La présidente du Mexique, Claudia Sheinbaum, a défendu ce mardi la politique étrangère mexicaine en pleine montée des tensions diplomatiques avec les États-Unis, qui remettent de nouveau Cuba au centre du bras de fer géopolitique régional.
Durante sa conférence matinale, Sheinbaum a rejeté le récit promu depuis Washington et a rappelé que Cuba maintient des relations commerciales avec de nombreux pays, pas seulement avec le Mexique. "Cuba commerce avec beaucoup de pays. L'Espagne a des investissements, elle commerce. Beaucoup de pays ont des échanges avec l'île", a-t-elle affirmé.

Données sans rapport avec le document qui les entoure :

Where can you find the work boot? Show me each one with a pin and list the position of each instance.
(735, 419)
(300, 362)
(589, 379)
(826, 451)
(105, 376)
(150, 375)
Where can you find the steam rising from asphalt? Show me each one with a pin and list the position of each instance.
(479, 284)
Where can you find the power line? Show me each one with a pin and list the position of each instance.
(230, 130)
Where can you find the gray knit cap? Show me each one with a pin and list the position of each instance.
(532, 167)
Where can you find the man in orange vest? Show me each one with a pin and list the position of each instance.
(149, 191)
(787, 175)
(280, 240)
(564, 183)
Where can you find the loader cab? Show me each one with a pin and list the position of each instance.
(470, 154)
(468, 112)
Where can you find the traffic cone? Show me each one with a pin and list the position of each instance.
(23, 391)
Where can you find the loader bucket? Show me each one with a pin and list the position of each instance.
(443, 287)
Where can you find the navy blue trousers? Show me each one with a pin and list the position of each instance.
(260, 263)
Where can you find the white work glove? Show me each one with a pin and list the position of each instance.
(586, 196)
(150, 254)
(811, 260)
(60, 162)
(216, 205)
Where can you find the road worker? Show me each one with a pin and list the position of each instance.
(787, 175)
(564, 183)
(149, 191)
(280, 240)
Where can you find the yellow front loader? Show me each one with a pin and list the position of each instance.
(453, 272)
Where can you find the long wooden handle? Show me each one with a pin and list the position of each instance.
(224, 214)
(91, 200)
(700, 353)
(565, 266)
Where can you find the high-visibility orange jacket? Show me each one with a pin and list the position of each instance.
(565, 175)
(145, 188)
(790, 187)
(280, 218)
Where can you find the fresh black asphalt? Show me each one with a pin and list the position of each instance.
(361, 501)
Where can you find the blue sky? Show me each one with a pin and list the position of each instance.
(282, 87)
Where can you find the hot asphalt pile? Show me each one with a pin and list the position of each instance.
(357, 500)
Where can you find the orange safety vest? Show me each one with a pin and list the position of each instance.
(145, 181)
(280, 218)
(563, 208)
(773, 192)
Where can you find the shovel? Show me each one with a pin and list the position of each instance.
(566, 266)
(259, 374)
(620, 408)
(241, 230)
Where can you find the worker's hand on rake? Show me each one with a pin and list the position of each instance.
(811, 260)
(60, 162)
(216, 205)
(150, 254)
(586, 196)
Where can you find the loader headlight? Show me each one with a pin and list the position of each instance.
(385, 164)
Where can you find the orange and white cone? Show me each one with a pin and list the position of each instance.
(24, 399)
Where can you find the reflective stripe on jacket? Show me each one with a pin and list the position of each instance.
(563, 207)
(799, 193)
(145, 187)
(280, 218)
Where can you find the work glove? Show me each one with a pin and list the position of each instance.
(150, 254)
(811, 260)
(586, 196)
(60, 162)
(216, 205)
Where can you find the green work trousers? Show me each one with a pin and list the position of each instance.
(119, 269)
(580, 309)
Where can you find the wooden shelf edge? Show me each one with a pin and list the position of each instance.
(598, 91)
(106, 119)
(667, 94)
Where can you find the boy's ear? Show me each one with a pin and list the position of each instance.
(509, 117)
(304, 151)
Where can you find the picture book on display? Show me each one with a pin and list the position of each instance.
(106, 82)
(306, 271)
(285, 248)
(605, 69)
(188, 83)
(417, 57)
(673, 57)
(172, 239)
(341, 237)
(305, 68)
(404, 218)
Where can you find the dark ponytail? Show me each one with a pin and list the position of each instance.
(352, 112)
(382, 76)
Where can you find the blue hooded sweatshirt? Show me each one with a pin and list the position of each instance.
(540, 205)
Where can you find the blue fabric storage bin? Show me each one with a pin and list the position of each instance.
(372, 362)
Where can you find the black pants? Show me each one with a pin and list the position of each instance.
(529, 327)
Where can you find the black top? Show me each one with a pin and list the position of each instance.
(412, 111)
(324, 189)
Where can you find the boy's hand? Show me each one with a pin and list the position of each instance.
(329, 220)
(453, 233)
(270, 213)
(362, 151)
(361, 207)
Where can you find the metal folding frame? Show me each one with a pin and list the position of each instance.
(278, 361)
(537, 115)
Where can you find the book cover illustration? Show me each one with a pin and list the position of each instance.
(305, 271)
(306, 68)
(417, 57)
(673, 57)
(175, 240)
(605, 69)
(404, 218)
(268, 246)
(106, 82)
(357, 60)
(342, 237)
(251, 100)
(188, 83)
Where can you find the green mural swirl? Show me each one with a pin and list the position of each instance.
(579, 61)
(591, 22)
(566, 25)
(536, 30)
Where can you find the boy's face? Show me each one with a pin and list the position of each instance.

Les paroles de la présidente mexicaine interviennent après que Trump a annoncé l'imposition de tarifs à tout pays qui envoie du pétrole à Cuba, de manière directe ou indirecte, dans le cadre de sa stratégie de pression contre le régime cubain, aujourd'hui étouffé par une crise énergétique sans précédent.
Días antes, Sheinbaum a confirmé que la question du pétrole est en cours d'évaluation par son gouvernement, bien qu'elle ait souligné que le volume concerné représente moins d'un pour cent de la production mexicaine et qu'il existait un contrat préalable. Cela dit, elle a reconnu la gravité du moment que vit l'île et a affirmé que le Mexique utilise "toutes les voies diplomatiques" pour chercher une solution qui prenne en compte l'impact humanitaire sur la population cubaine.
“Nous recherchons de la sensibilité, surtout pour le soutien au peuple cubain”, a souligné la présidente, en insistant sur le fait que Cuba est un pays souverain, tout comme les États-Unis, et que le Mexique n'agit pas par protagonisme ni par confrontation, mais par conviction historique.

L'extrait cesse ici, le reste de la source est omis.